Rampa accessibile per carrozzineÈ sorprendente quanto sia terribilmente facile considerare la propria esperienza come universale, dando per scontato che i luoghi che abitiamo o attraversiamo vadano bene così come sono o che, al massimo, il loro unico sviluppo possibile sia un progresso tecnologico. Eppure il modo in cui le città sono progettate e costruite, e le politiche che le governano, hanno conseguenze sulla qualità della vita di miliardi di persone. A viverci, oggi è oltre il 55% della popolazione mondiale, ma i centri urbani continueranno a essere ancor più densamente abitati, tanto che nel 2050 la percentuale dovrebbe arrivare al 68%. Nei prossimi trent’anni, alle città si aggiungeranno circa 2 miliardi e mezzo di persone e 1 miliardo di veicoli, ma la maggior parte delle infrastrutture necessarie devono ancora essere costruite. Ci troviamo in un possibile momento di svolta: le decisioni che prendiamo determineranno se continueremo a crescere in modo frammentato e insostenibile, non sicuro e inquinante, o se invece saremo capaci di creare un futuro sostenibile e più inclusivo. Sono sempre di più, infatti, i comuni impegnati in progetti per gestire le risorse in modo intelligente, diventare economicamente sostenibili ed energeticamente autosufficienti, e attenti alla qualità della vita e ai bisogni dei propri cittadini. Si tratta di trasformare le nostre città in smart cities, cioè un luogo “in cui le reti e i servizi tradizionali sono resi più efficienti con l’uso di tecnologie digitali e di telecomunicazione a beneficio dei suoi abitanti e del business”, secondo la definizione della Commissione europea. Tecnologiche, veloci e sostenibili, le smart cities dovrebbero essere anche aperte, universali, agibili. Non possiamo più permetterci trasformazioni che non siano inclusive: le città del futuro sono accessibili e appartengono a tutte e tutti.

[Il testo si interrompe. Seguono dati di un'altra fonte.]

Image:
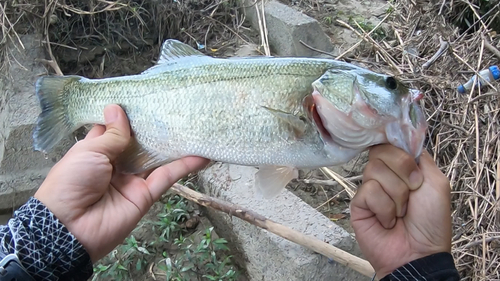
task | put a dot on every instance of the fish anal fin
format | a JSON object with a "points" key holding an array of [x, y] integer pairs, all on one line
{"points": [[136, 159], [298, 124], [272, 180]]}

Oggi non è ancora così. Per le persone con disabilità, infatti, la mobilità si rivela uno dei problemi più difficili da superare a causa delle barriere architettoniche, gli impedimenti materiali e concreti che limitano la mobilità delle persone, e percettive, quelle, per esempio, che rendono scarsamente conoscibile l’ubicazione degli edifici di uso pubblico, e che risultano ostili a persone cieche o sorde. Ostacoli che non permettono di partecipare alla vita civile in maniera autonoma e che impediscono di spostarsi liberamente, anche solo per raggiungere strutture sanitarie, scuole, luoghi di lavoro o di socialità. Secondo un rapporto dell’Istat del 2019, in Italia le persone con disabilità sono 3,1 milioni, pari al 5,2% della popolazione: l’Istituto rileva coloro che riferiscono di avere limitazioni, a causa di problemi di salute, nello svolgimento di attività ordinarie ma ammette che, pur essendo un primo passo, è una modalità che non consente davvero di avere una fotografia adeguata. Nell’Unione europea, il numero di persone disabili supera gli 80 milioni: cittadini e cittadine che non sempre riescono ad avere un eguale accesso ai servizi delle città e a beneficiare della loro crescita economica. Inoltre, la presenza di barriere architettoniche investe in maniera più o meno diretta anche la vita di altre persone, come anziani con difficoltà di deambulazione e genitori con passeggini. Luoghi più accessibili sono infatti posti migliori per tutti.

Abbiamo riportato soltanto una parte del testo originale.